Hi David – thanks for your comment! I’m all for variousness in performance and theatrical form: there are many ways of making meaning. And “action” too is many things – it’s not merely event. For my part, I want plays, however they play with form, to be doing something more with language than mere explanation, which I can get in any mediocre op ed. I expect writing to be conscious, although of course I know the subconscious is a huge part of creative work. But that’s complicated! Eg, I think this is a conscious text, however disingenuous I found it.
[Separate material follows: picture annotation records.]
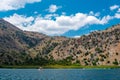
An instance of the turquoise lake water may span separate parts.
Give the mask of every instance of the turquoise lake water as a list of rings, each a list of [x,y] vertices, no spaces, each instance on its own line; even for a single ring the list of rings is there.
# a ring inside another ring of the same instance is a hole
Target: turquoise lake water
[[[120,69],[0,69],[0,80],[120,80]]]

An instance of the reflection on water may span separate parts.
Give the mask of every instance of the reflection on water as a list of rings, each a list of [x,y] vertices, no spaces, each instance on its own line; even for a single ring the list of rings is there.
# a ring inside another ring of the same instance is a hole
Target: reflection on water
[[[120,69],[0,69],[0,80],[120,80]]]

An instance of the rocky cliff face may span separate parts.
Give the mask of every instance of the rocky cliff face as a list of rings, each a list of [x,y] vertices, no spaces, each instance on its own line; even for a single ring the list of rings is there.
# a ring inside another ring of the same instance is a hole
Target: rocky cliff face
[[[120,25],[75,39],[22,31],[0,19],[0,64],[39,64],[50,60],[119,65]]]

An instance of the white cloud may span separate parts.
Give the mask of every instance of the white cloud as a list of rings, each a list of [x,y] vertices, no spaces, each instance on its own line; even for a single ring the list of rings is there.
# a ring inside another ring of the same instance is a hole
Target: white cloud
[[[120,19],[120,13],[116,13],[114,17]]]
[[[100,12],[94,13],[93,11],[90,11],[89,15],[98,17],[98,16],[100,16]]]
[[[113,6],[110,6],[110,10],[111,11],[113,11],[113,10],[115,10],[115,9],[118,9],[119,8],[119,6],[118,5],[113,5]]]
[[[112,17],[108,15],[98,19],[95,16],[83,13],[76,13],[70,16],[48,14],[44,17],[40,15],[37,17],[26,17],[14,14],[4,19],[22,30],[35,31],[47,35],[61,35],[69,30],[78,30],[87,25],[106,24]]]
[[[52,4],[52,5],[49,6],[48,11],[49,11],[50,13],[54,13],[54,12],[56,12],[59,8],[61,8],[61,6],[56,6],[56,5]]]
[[[41,0],[0,0],[0,11],[17,10],[34,2],[41,2]]]

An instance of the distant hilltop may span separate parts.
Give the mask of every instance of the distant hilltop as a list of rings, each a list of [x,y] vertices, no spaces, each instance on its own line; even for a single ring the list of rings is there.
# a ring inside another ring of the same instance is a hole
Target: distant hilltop
[[[80,38],[22,31],[0,19],[0,65],[120,65],[120,24]]]

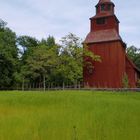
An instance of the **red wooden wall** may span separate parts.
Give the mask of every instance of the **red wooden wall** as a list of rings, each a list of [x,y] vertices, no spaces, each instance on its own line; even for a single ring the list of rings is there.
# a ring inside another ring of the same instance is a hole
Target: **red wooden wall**
[[[125,49],[121,41],[95,43],[88,45],[89,50],[101,56],[102,62],[93,62],[95,69],[89,73],[84,68],[84,84],[89,87],[122,87],[125,73]]]

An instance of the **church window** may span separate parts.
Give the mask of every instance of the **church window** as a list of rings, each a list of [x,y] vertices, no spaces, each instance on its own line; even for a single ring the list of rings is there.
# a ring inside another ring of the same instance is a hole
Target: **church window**
[[[106,23],[106,18],[98,18],[96,20],[96,23],[99,24],[99,25],[105,24]]]
[[[105,11],[105,5],[104,4],[101,5],[101,11]]]
[[[111,5],[107,5],[107,10],[110,11],[111,10]]]

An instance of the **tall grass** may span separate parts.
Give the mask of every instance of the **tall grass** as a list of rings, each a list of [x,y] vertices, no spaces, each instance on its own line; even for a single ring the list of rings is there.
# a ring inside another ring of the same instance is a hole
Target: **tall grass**
[[[0,140],[139,140],[140,93],[0,92]]]

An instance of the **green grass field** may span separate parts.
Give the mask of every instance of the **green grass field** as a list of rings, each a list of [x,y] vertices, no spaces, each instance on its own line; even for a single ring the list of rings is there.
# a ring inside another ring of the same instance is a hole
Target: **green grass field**
[[[140,93],[0,92],[0,140],[140,140]]]

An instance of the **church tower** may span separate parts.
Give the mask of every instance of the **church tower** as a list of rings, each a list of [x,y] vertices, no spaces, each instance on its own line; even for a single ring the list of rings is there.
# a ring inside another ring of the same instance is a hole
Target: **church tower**
[[[84,66],[84,86],[121,88],[124,75],[127,74],[130,87],[136,87],[139,71],[126,56],[126,44],[119,35],[114,3],[111,0],[99,0],[95,7],[96,15],[90,18],[90,32],[84,44],[101,57],[101,62],[92,62],[92,70]]]

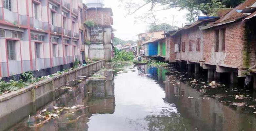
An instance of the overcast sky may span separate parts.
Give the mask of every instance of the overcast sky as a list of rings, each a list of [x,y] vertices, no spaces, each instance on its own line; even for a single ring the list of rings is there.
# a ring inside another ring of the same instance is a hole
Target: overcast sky
[[[86,0],[83,0],[86,3]],[[137,40],[136,35],[145,32],[147,29],[148,24],[138,21],[134,22],[135,15],[126,16],[126,11],[122,7],[122,3],[118,2],[118,0],[104,0],[105,6],[104,7],[110,7],[112,9],[113,16],[114,25],[113,27],[117,30],[115,32],[115,37],[123,40]],[[121,5],[121,6],[120,6]],[[159,7],[159,9],[162,9]],[[148,9],[146,8],[141,9],[137,13],[140,13],[147,11]],[[173,9],[158,12],[156,14],[157,18],[161,20],[161,23],[166,23],[172,24],[172,16],[174,15],[174,25],[182,27],[182,24],[185,25],[187,22],[185,17],[186,11],[179,11],[178,9]]]

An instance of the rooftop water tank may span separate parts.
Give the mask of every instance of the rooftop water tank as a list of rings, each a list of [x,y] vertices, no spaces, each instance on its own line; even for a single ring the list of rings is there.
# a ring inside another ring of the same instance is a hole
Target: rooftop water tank
[[[88,8],[102,8],[104,6],[103,0],[86,0],[85,5]]]

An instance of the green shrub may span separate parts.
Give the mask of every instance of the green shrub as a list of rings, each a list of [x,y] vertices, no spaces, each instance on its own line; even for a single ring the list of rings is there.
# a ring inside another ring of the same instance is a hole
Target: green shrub
[[[88,28],[91,28],[94,27],[94,22],[91,21],[85,21],[84,24],[86,25]]]
[[[133,54],[132,52],[127,52],[124,50],[119,51],[116,49],[114,49],[115,57],[112,60],[113,62],[131,61],[133,60]]]

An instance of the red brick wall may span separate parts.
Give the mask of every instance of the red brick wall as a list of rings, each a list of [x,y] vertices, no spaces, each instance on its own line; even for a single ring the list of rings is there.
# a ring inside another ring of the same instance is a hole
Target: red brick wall
[[[205,62],[228,67],[241,66],[244,25],[243,22],[239,22],[204,30],[203,59]],[[226,28],[225,51],[215,52],[214,30],[224,28]]]
[[[110,10],[89,9],[87,15],[88,20],[94,22],[95,26],[97,24],[99,26],[111,26],[111,13]]]

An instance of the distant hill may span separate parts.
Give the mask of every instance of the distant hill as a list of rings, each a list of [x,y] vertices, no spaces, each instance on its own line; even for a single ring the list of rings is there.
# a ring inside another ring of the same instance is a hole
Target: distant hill
[[[126,41],[115,37],[114,37],[114,39],[113,40],[113,44],[114,45],[116,45],[118,44],[121,44],[122,45],[123,45],[126,43],[129,43],[133,44],[134,42],[132,40],[129,40],[127,41]]]

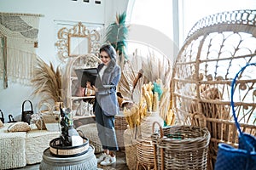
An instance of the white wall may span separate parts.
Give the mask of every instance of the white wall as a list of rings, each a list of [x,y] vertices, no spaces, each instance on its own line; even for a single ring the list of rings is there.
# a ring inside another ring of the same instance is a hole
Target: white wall
[[[82,21],[108,26],[114,21],[117,13],[126,10],[128,1],[102,0],[102,4],[96,4],[94,0],[90,0],[89,3],[83,0],[0,0],[0,12],[44,14],[39,22],[37,54],[45,62],[57,65],[61,61],[55,47],[56,20]],[[37,104],[40,99],[33,98],[32,90],[32,87],[12,82],[9,82],[7,89],[0,88],[0,110],[4,113],[5,122],[9,114],[14,116],[21,114],[21,105],[25,99],[32,101],[34,111],[37,112]],[[25,110],[30,110],[29,105],[26,105]]]

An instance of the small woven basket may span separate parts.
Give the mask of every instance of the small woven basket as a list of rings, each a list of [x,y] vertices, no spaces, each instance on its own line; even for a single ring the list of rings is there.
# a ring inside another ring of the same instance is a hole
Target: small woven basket
[[[172,126],[151,136],[155,169],[207,169],[210,133],[207,128]]]
[[[137,139],[137,169],[139,169],[140,166],[144,169],[154,167],[154,145],[151,139]]]
[[[127,129],[128,123],[124,115],[117,115],[114,117],[114,129],[119,150],[125,148],[124,132]]]

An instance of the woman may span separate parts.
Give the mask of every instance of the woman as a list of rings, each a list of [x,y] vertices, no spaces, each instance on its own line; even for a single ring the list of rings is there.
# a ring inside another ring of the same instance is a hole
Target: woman
[[[116,162],[115,152],[118,144],[114,130],[114,116],[119,107],[116,95],[116,87],[120,80],[120,67],[116,64],[116,52],[113,46],[103,45],[100,48],[102,61],[98,65],[99,76],[95,83],[95,115],[98,136],[104,150],[97,158],[98,163],[108,166]]]

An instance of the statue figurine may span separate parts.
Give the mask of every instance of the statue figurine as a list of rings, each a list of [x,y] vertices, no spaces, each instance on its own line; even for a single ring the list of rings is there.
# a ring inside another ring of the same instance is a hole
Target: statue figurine
[[[79,133],[73,128],[73,121],[70,117],[71,110],[69,108],[65,109],[63,110],[61,108],[61,144],[64,146],[72,146],[72,136],[79,136]]]

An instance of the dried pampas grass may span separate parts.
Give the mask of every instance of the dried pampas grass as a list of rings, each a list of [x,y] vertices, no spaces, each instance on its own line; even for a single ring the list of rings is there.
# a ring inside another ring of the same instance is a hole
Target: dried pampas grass
[[[52,63],[47,65],[38,57],[34,65],[35,76],[31,80],[34,91],[32,94],[40,95],[42,102],[53,99],[55,102],[62,101],[61,75],[60,67],[55,71]]]

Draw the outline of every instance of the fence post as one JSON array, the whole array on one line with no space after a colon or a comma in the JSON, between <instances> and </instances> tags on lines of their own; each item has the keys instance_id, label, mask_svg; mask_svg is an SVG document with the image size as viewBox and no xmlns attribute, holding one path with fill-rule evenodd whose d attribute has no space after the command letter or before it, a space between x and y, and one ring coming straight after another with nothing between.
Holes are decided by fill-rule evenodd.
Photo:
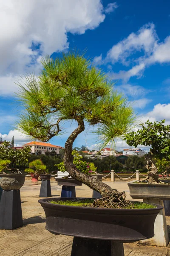
<instances>
[{"instance_id":1,"label":"fence post","mask_svg":"<svg viewBox=\"0 0 170 256\"><path fill-rule=\"evenodd\" d=\"M114 170L111 170L111 181L114 181Z\"/></svg>"},{"instance_id":2,"label":"fence post","mask_svg":"<svg viewBox=\"0 0 170 256\"><path fill-rule=\"evenodd\" d=\"M139 181L140 180L139 171L139 170L136 170L136 179L137 181Z\"/></svg>"}]
</instances>

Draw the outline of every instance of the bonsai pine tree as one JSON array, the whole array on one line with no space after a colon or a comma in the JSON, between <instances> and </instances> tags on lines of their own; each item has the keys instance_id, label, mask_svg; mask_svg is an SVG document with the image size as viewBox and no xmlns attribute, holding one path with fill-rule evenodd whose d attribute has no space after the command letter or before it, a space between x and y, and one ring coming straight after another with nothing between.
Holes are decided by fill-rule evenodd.
<instances>
[{"instance_id":1,"label":"bonsai pine tree","mask_svg":"<svg viewBox=\"0 0 170 256\"><path fill-rule=\"evenodd\" d=\"M97 167L95 167L93 163L87 163L86 161L82 161L82 156L80 155L76 150L73 150L72 154L73 155L74 159L73 163L76 168L83 173L86 174L91 174L92 172L96 173ZM62 162L58 164L54 165L57 166L59 171L62 172L66 172L64 166L64 162ZM65 177L68 178L70 175L66 176Z\"/></svg>"},{"instance_id":2,"label":"bonsai pine tree","mask_svg":"<svg viewBox=\"0 0 170 256\"><path fill-rule=\"evenodd\" d=\"M12 144L12 147L14 147L14 137L12 136L12 140L11 141L11 144Z\"/></svg>"},{"instance_id":3,"label":"bonsai pine tree","mask_svg":"<svg viewBox=\"0 0 170 256\"><path fill-rule=\"evenodd\" d=\"M36 159L29 163L29 168L25 170L25 172L28 173L34 173L35 175L37 174L45 173L46 166L44 164L40 159Z\"/></svg>"},{"instance_id":4,"label":"bonsai pine tree","mask_svg":"<svg viewBox=\"0 0 170 256\"><path fill-rule=\"evenodd\" d=\"M147 169L149 170L145 179L149 183L157 183L159 174L155 159L164 158L170 160L170 139L169 132L170 125L164 125L164 120L152 122L147 120L140 125L142 128L137 131L131 131L126 135L125 139L130 146L136 147L139 145L149 146L149 152L145 157Z\"/></svg>"},{"instance_id":5,"label":"bonsai pine tree","mask_svg":"<svg viewBox=\"0 0 170 256\"><path fill-rule=\"evenodd\" d=\"M73 143L85 125L95 127L103 146L129 131L134 116L127 99L113 90L112 82L84 54L69 52L55 60L47 56L41 63L43 70L38 77L31 75L18 84L18 97L25 107L18 129L34 139L47 142L62 134L66 121L75 122L77 128L65 144L65 169L72 178L103 197L111 197L120 204L125 202L124 192L80 172L73 163L72 152Z\"/></svg>"}]
</instances>

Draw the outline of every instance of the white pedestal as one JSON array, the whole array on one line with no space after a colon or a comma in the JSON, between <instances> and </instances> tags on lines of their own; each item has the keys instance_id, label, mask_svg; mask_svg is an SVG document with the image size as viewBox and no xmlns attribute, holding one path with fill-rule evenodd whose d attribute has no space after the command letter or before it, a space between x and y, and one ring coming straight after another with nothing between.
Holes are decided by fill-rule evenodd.
<instances>
[{"instance_id":1,"label":"white pedestal","mask_svg":"<svg viewBox=\"0 0 170 256\"><path fill-rule=\"evenodd\" d=\"M164 206L163 200L159 199L144 198L144 202L156 204ZM167 222L164 208L160 211L155 220L154 232L155 236L150 239L141 240L141 244L150 245L163 246L165 247L169 242Z\"/></svg>"}]
</instances>

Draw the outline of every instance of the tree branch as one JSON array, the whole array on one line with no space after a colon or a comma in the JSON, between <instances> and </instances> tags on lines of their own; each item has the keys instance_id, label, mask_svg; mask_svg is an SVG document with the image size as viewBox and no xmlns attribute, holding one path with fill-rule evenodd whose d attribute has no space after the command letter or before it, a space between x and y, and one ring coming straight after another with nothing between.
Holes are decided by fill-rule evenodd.
<instances>
[{"instance_id":1,"label":"tree branch","mask_svg":"<svg viewBox=\"0 0 170 256\"><path fill-rule=\"evenodd\" d=\"M78 128L72 133L65 144L64 164L66 170L72 178L83 183L92 189L100 193L103 197L114 193L116 194L117 191L116 189L111 189L110 186L91 176L90 175L87 175L82 173L73 163L73 156L71 154L73 151L73 143L78 135L85 130L83 120L78 120L77 122L79 125Z\"/></svg>"}]
</instances>

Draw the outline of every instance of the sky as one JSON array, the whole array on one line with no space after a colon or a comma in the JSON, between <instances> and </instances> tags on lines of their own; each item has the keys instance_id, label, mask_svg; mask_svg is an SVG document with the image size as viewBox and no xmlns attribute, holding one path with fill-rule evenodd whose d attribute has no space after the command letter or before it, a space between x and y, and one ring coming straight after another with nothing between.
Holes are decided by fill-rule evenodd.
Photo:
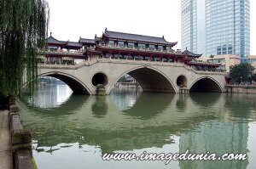
<instances>
[{"instance_id":1,"label":"sky","mask_svg":"<svg viewBox=\"0 0 256 169\"><path fill-rule=\"evenodd\" d=\"M48 0L49 35L78 42L102 36L105 28L162 37L181 48L181 0ZM256 1L251 0L251 54L256 55Z\"/></svg>"}]
</instances>

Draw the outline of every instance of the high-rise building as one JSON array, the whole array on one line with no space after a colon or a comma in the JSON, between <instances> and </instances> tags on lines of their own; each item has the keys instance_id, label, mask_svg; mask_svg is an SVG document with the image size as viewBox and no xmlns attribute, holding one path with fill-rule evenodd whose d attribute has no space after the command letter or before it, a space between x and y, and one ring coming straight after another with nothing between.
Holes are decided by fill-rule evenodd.
<instances>
[{"instance_id":1,"label":"high-rise building","mask_svg":"<svg viewBox=\"0 0 256 169\"><path fill-rule=\"evenodd\" d=\"M182 50L250 54L249 0L181 0Z\"/></svg>"}]
</instances>

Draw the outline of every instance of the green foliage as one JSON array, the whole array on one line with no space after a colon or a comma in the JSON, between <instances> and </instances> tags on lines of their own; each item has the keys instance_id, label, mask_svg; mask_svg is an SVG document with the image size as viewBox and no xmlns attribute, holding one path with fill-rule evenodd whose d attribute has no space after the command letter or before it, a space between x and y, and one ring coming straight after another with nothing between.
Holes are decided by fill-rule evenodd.
<instances>
[{"instance_id":1,"label":"green foliage","mask_svg":"<svg viewBox=\"0 0 256 169\"><path fill-rule=\"evenodd\" d=\"M234 83L250 82L254 68L248 63L230 66L230 78Z\"/></svg>"},{"instance_id":2,"label":"green foliage","mask_svg":"<svg viewBox=\"0 0 256 169\"><path fill-rule=\"evenodd\" d=\"M0 93L16 96L23 76L36 79L36 50L46 45L49 8L44 0L0 0ZM32 93L35 82L29 88Z\"/></svg>"}]
</instances>

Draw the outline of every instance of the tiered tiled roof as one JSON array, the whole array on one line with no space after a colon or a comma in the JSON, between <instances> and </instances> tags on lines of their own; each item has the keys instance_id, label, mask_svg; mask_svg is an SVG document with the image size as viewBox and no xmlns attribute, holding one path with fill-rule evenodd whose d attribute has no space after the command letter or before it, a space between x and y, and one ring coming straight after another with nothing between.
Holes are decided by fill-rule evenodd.
<instances>
[{"instance_id":1,"label":"tiered tiled roof","mask_svg":"<svg viewBox=\"0 0 256 169\"><path fill-rule=\"evenodd\" d=\"M82 48L83 45L79 42L68 42L67 47Z\"/></svg>"},{"instance_id":2,"label":"tiered tiled roof","mask_svg":"<svg viewBox=\"0 0 256 169\"><path fill-rule=\"evenodd\" d=\"M113 38L113 39L136 41L136 42L148 42L148 43L157 43L157 44L163 44L163 45L170 45L172 47L177 44L177 42L166 42L166 40L164 37L149 37L149 36L137 35L131 33L123 33L118 31L109 31L107 30L105 31L103 35L108 38Z\"/></svg>"},{"instance_id":3,"label":"tiered tiled roof","mask_svg":"<svg viewBox=\"0 0 256 169\"><path fill-rule=\"evenodd\" d=\"M194 53L191 53L187 48L181 54L182 55L186 55L186 56L189 56L189 57L193 57L193 58L199 58L199 57L201 57L202 55L202 54L195 54Z\"/></svg>"},{"instance_id":4,"label":"tiered tiled roof","mask_svg":"<svg viewBox=\"0 0 256 169\"><path fill-rule=\"evenodd\" d=\"M95 39L85 39L85 38L81 38L79 41L81 43L90 43L90 44L96 44Z\"/></svg>"}]
</instances>

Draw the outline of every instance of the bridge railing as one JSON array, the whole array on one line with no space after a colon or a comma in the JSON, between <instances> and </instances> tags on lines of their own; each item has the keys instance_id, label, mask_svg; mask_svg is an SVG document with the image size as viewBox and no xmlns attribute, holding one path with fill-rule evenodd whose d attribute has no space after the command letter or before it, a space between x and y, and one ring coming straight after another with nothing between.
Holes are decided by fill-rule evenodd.
<instances>
[{"instance_id":1,"label":"bridge railing","mask_svg":"<svg viewBox=\"0 0 256 169\"><path fill-rule=\"evenodd\" d=\"M143 59L112 59L112 58L99 58L96 57L91 60L85 60L76 65L60 65L60 64L39 64L39 67L48 67L52 69L79 69L83 66L90 66L96 63L116 63L116 64L131 64L131 65L161 65L161 66L174 66L174 67L184 67L188 70L194 71L195 73L205 73L205 74L225 74L219 70L196 70L192 66L185 65L183 63L174 63L174 62L164 62L164 61L152 61Z\"/></svg>"},{"instance_id":2,"label":"bridge railing","mask_svg":"<svg viewBox=\"0 0 256 169\"><path fill-rule=\"evenodd\" d=\"M110 45L110 44L99 44L100 47L102 48L116 48L116 49L131 49L131 50L141 50L141 51L150 51L150 52L156 52L156 53L165 53L165 54L180 54L181 51L180 50L172 50L172 49L167 49L167 50L164 50L164 49L157 49L157 48L154 48L151 49L149 48L142 48L142 47L129 47L129 46L119 46L119 45Z\"/></svg>"}]
</instances>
And of course all these questions become more complex in a collaborative artform like theatre.
Coincidentally, I saw two dance pieces last week, and maybe said it better in that review: “One of the tasks of the playwright (or, indeed, any kind of creative writer) is to reinvest language with its density, to give meaning and vitality to the words that we casually use and abuse every day. The knockabout usages of language often work subliminally, so language becomes a miasma of ghostly resonances that channel meaning below conscious thought. A lot of political speech, for example, relies on language being half-dead.”
Well said. Yeah, I don’t oppose at all “variousness in performance” (even faux British accents don’t bother me much). But I like the “dramatic thread” (or arc if you will) even more than I care for wordplay. Disingenuousness is another matter, but that’s harder to pinpoint. (Here in the US we’re told that “truth isn’t truth” if you can fathom that.)
Great review.
I saw half of this play here in Boston walking out as I rather have had nails hammered imto me then watch this painfully horribly written and acted play.
Waiting at a local resteraunt for my friends others that had attended the play arrived before them.
All together 23 of us discussed this play at the bar with the consensus was 100% that we all wasted our time and money attending this horrendous play.
No I did not apply nails to my person, but that would have been less painful then attending the play.
This show is about to open at Steppenwolf. Thanks to this review I turned down tickets, and I’m glad to have this Bostonian confirmation that I’ve done the right thing.